O pior de tudo ou para todos é que as denuncias não ficaram centradas apenas em um único personagem, a patifaria de um crime sórdido está vindo a tona com o anuncio de vários personagem que fazem parte de escabrosa montagem de uma estroina malévola e irremediavelmente insuportável a um país ainda em desenvolvimento, de um povo pobre e de hábitos toscos, cujas consequências danosas ao nosso património fará mal por muitos anos, atingindo novas gerações, tamanho é o estrago que se apresenta com os roubos incongruentes da claque que assolapou nossas riquezas, de tão dilapidadas já não nos coloca mais como um país do futuro, hoje nos apresentamos como o país do passado, anterior aos últimos 14 anos nefastos, pois, se fossemos analisados pelos últimos 13 anos seríamos vistos como o país do fracasso.
A fragilidade das ações do governo interino de Temer mostra um presidente caminhando sobre o arame de um circo cujo picadeiro não oferece nenhuma segurança para seus artistas mais destemidos, é como se fora uma travessia sobre uma mata desconhecida e povoada por animais e insetos vorazes e de mau agouro. Caso não seja tomadas medidas de efeitos imediatos, sinalizando à nação caminhos melhores e alvissareiros as ruas votarão a serem ocupadas pelo povo pedindo o afastamento também do Sr. Michel Temer, que de tão discreto e ponderado está deixando muito a desejar em termos de iniciativas mais contundentes, atitudes mais firmes e melhores escolhas nos seus auxiliares diretos.
De um momento para outro ficamos com um Presidente da República que ainda não inspira a confiança total, uma Câmara Federal acéfala, com dois presidentes, Eduardo Cunha (PMDB/RJ) e Waldir Maranhão (PP/MA), um afastado e outro com o cargo sob suspeição e totalmente desconforme para a função em questão, um verdadeiro aziago para o momento traumático. O Senado Federal, assim como o Congresso Nacional tem como dirigente, Renan Calheiros (PMDB/AL), fazendo parte de uma gama de políticos arrolados no processo da Lava Jato, ficando cada vez mais difícil sua permanência na presidência daquela casa.
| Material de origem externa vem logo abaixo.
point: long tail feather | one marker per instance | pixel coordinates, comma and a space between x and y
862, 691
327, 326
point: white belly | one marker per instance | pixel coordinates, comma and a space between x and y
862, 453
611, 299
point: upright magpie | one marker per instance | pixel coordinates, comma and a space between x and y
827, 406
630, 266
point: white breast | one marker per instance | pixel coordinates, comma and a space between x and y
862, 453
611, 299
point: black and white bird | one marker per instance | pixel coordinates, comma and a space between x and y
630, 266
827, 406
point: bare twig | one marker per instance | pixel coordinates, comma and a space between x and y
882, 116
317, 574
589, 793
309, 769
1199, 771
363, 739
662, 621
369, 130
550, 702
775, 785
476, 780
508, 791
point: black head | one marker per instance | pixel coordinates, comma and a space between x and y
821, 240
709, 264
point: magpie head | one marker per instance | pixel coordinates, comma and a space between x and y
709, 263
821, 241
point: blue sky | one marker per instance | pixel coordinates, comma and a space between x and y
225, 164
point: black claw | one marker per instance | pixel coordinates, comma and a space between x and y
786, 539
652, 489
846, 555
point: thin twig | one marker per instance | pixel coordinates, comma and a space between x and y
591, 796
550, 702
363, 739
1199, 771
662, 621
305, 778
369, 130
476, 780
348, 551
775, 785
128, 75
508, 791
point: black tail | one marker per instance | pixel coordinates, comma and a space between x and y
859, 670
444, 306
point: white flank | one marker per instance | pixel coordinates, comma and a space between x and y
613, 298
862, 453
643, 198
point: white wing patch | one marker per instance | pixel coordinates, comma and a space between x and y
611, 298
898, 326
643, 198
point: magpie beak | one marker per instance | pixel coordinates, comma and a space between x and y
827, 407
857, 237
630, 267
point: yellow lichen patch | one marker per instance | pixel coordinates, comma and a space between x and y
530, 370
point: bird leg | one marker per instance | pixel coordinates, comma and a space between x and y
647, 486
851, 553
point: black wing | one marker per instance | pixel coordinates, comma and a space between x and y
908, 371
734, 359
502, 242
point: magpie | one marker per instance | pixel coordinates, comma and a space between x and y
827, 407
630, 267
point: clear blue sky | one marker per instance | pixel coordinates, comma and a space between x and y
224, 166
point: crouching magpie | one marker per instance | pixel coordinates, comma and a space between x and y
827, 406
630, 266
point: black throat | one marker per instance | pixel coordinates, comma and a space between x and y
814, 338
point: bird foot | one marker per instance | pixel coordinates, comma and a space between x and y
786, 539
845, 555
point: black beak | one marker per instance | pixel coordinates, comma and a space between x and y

A situação mais incômoda fica por conta das novas delações que surgem a cada dia, agora o delator Pedro da Silva Corrêa de Oliveira Andrade Neto (PP/PE), cita nominalmente o ex-presidente Luiz Inácio Lula da Silva como um dos participantes da Operação Lava jato, como conhecedor profundo dos saques ao patrimônio da Petrobras e seu estado quase falimentar em que colocaram a empresa, além de outras figuras importantes da República, indo da esquerda para a direita, mostrando que não há inocentes nessa tragédia advinda com o mensalão e passa pela operação Lava Jato, ficando o eleitor brasileiro sem nenhuma opção política, considerando-se ideologias e pragmatismos.
Sinceramente, é difícil opinar numa situação em que nos encontramos, ou o Michel Temer muda de postura, com fortes indícios de um líder absoluto e com ações nesse sentido, ou verá a Dilma Rousseff voltar ao seu cargo com todo ruído que sua base de apoio virá, dentro do Congresso Nacional, propiciando mais dois anos de absoluta inércia e cambalachos na nossa pobre República. A ideia de novas eleições é puro engodo e fantasias, esse imbróglio só será, efetivamente, resolvido depois que ações rápidas, eficientes e eficazes sejam tomadas pelo governo em exercício ou tudo que foi feito para tentar o impedimento da presidente afastada terá sido mero contorcionismo político obsoleto.